Bone Morphometry Strongly Predicts Cortical Bone Stiffness and Strength, but Not Toughness, in Inbred Mouse Models of High and Low Bone Mass


  • The authors state that they have no conflicts of interest.

  • Published online on March 17, 2008;


Inbred strains of mice make useful models to study bone properties. Our aim was to compare bone competence and cortical morphometric parameters of two inbred strains to better determine the role of bone structure and geometry in the process of bone failure. Morphometric analysis was performed on 20 murine femora with a low bone mass (C57BL/6J; B6) and 20 murine femora with a high bone mass (C3H/HeJ; C3H) using desktop μCT. The bones were tested under three-point bending to measure their mechanical properties. Results showed that the C3H strain is a more reproducible model regarding bone morphometric and mechanical phenotypes than the B6 strain. Bone strength, stiffness, yield force, yield displacement, and toughness, as well as morphometric traits, were all significantly different between the two strains, whereas postyield displacement was not. It was found that bone volume, cortical thickness, and cross-sectional area predicted almost 80% (p < 0.05) of bone stiffness, strength, and yield force.

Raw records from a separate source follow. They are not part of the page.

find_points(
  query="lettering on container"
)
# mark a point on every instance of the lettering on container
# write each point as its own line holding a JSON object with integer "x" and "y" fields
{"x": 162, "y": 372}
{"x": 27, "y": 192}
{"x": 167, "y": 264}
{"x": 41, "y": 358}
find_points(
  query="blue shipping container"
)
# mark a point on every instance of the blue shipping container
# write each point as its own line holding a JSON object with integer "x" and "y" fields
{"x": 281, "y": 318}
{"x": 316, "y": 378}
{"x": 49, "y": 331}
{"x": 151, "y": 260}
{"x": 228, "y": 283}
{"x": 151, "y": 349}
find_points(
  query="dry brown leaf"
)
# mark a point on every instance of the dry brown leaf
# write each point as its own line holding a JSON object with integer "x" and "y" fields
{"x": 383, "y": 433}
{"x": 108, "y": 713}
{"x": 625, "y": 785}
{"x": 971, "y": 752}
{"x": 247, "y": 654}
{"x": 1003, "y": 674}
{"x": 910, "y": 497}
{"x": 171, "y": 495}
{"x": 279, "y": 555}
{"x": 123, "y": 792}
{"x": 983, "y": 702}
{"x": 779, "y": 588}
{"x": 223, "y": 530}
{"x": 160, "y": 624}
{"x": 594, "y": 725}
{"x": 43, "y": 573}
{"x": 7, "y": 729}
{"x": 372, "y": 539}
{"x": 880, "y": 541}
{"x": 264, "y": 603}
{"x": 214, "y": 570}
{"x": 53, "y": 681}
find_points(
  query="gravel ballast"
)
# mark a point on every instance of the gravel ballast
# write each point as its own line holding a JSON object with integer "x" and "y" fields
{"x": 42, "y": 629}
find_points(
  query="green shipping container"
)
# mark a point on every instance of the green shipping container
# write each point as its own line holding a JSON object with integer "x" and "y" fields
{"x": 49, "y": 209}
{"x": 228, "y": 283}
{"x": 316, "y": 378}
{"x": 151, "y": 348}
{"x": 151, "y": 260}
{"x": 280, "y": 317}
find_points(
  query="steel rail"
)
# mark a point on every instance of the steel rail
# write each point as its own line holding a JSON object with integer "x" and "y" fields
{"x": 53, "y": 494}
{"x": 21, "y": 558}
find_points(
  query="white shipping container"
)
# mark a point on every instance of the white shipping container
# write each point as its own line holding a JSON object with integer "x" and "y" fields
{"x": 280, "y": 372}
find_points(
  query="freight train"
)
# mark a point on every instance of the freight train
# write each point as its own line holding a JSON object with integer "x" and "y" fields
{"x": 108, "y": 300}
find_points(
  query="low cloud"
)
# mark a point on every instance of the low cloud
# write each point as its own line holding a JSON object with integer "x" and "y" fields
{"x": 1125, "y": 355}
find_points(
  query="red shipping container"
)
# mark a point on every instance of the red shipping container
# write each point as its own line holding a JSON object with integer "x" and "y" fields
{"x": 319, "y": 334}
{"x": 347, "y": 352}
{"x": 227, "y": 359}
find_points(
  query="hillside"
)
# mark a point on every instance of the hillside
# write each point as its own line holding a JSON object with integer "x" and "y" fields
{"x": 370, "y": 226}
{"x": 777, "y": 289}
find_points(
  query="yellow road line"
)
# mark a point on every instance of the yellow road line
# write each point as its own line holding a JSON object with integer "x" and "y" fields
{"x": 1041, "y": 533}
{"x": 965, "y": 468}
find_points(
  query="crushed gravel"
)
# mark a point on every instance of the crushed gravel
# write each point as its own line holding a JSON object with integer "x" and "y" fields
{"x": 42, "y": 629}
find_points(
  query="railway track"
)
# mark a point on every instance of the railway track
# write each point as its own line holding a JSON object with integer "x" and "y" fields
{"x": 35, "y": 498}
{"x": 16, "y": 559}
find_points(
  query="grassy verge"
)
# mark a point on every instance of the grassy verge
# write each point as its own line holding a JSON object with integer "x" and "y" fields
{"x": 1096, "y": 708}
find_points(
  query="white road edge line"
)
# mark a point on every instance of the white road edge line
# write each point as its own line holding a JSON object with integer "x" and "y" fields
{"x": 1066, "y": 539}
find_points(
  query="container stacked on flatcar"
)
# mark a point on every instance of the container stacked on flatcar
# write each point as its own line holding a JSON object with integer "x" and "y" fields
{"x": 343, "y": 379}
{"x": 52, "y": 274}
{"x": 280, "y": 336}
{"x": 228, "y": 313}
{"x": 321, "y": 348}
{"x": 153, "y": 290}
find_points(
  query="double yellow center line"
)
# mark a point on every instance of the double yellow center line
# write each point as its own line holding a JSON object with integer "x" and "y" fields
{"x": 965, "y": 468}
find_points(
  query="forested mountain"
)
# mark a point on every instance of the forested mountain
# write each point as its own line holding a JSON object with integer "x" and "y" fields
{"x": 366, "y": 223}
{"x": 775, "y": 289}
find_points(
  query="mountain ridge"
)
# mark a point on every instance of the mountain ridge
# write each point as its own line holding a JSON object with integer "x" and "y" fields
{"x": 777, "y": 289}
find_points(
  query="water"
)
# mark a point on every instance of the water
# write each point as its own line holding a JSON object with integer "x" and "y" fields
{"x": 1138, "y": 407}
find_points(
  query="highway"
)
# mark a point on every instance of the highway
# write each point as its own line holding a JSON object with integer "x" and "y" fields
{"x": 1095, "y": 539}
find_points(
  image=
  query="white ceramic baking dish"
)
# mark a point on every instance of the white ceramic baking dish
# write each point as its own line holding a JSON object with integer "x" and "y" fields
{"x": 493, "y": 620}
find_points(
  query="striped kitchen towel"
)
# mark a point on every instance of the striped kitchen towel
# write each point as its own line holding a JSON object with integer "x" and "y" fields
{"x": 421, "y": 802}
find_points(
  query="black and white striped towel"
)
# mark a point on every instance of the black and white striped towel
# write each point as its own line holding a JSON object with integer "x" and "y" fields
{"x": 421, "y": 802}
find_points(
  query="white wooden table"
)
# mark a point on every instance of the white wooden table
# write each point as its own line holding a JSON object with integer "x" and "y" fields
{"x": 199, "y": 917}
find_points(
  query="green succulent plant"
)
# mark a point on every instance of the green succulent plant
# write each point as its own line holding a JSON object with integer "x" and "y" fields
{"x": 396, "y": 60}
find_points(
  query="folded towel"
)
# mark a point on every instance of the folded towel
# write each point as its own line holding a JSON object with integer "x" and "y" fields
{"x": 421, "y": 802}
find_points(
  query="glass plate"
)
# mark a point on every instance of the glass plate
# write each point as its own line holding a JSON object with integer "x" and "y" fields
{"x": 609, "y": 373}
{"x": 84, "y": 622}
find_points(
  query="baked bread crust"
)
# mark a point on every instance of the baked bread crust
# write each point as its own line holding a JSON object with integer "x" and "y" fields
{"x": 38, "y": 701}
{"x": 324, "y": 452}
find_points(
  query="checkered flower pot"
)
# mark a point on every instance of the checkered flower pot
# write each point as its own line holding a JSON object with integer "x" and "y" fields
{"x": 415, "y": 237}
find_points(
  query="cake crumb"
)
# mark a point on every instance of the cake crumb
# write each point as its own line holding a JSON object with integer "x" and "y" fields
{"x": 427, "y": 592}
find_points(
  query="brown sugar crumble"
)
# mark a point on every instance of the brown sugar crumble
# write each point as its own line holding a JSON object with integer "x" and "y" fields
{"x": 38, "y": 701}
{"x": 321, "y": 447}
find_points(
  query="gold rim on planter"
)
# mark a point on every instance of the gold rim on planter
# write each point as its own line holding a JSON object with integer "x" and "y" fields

Nevertheless, cortical bone postyield properties such as bone toughness could not be explained by morphometry, but postyield whitening was observed in that phase. In conclusion, we found that morphometric parameters are strong predictors of preyield but not postyield properties. The lack of morphometric influence on bone competence in the postyield phase in combination with the observed postyield whitening confirmed the important contribution of ultrastructure and microdamage in the process of overall bone failure behavior, especially in the postyield phase.